Evaluation of imipenem-relebactam, meropenem-vaborbactam, aztreonam-avibactam and cefepime-zidebactam activities on a wide collection of French clinical Enterobacterales isolates

Abstract

In recent years, novel β-lactam-inhibitor combinations (imipenem-relebactam (I/R), meropenem-vaborbactam (M/V), aztreonam-avibactam (A/A)) have been commercialized and some are not yet on the market (cefepime-zidebactam (C/Z)). The objective of this study was to evaluate the efficacy of these β-lactam-β-lactamase inhibitors (BL/BLIs) combinations against a wide collection of French clinical multiresistant Enterobacterales isolates and to assess the performance of the E-test MIC method for I/R and M/V.

BL/BLIs MICs were determined by broth microdilution on a collection of 200 ESBL-producing and 414 carbapenem-resistant clinical Enterobacterales (K. pneumoniae (271), E. coli (245), E. cloacae complex (48), other species (50)) including 292 carbapenemase-producing isolates. E-test method was evaluated for the determination of I/R and M/V MICs using 131 isolates from this collection.

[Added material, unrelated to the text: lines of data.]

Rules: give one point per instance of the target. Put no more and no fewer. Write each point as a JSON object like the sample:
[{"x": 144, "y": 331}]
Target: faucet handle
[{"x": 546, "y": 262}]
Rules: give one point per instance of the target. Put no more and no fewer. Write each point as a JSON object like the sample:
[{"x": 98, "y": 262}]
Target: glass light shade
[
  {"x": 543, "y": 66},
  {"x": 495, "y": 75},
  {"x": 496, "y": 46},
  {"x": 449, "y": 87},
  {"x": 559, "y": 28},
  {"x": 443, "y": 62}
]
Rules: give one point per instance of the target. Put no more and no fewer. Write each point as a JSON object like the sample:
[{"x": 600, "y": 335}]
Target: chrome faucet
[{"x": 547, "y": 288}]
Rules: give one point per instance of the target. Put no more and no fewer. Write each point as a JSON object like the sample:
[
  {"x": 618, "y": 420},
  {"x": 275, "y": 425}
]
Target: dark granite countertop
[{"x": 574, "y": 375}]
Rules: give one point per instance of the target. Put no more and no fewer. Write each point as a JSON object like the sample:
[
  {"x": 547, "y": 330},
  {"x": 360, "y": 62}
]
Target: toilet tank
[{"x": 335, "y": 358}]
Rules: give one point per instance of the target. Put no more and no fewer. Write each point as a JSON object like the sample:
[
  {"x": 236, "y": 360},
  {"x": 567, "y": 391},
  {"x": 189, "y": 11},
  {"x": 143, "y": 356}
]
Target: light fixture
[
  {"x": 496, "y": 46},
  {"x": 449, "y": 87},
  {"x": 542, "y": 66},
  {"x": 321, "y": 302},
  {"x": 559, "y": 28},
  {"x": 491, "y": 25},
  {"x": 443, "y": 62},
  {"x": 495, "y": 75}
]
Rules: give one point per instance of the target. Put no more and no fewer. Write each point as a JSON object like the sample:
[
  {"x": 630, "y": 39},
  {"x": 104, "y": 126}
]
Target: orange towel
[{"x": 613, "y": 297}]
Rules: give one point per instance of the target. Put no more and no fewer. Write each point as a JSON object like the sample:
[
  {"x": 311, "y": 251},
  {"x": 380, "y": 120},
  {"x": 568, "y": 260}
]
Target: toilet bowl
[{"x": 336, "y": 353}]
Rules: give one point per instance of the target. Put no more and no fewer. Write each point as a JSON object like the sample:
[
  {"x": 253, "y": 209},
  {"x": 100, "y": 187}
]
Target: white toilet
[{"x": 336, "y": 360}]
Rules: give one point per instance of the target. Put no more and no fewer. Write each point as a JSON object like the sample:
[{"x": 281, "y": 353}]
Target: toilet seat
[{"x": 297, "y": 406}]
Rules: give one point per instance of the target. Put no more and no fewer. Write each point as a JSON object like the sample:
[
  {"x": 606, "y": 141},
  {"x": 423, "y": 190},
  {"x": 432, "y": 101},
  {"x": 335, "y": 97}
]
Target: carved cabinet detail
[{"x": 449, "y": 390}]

All the combinations were active against most ESBL-producing isolates (99-100 %), but C/Z and A/A MIC90 were lower than that of I/R and M/V (2mg/L and 2mg/L versus 8mg/L and 8mg/L). The M/V and I/R E-tests performances were close to those required by the FDA recommendations: Categorical agreement (CA) and Essential agreement (EA) ≥ 90 %, Major discrepancy (MD) and Very major discrepancy (VMD) < 3 %): 96.9 % (CA), 92.4 % (EA), 1.2 % (MD), 6.1 % (VMD) for I/R and 94.7 % (CA), 96.9 % (EA), 4.1 % (MD), 8.8 % (VMD) for M/V.

This work confirmed the interest of C/Z and A/A combinations against carbapenem-resistant Enterobacterales isolates compared with M/V and I/R. Additionally, the findings indicate that the E-test method can be used for the determination of M/V and I/R MIC for E. coli and K. pneumoniae strains.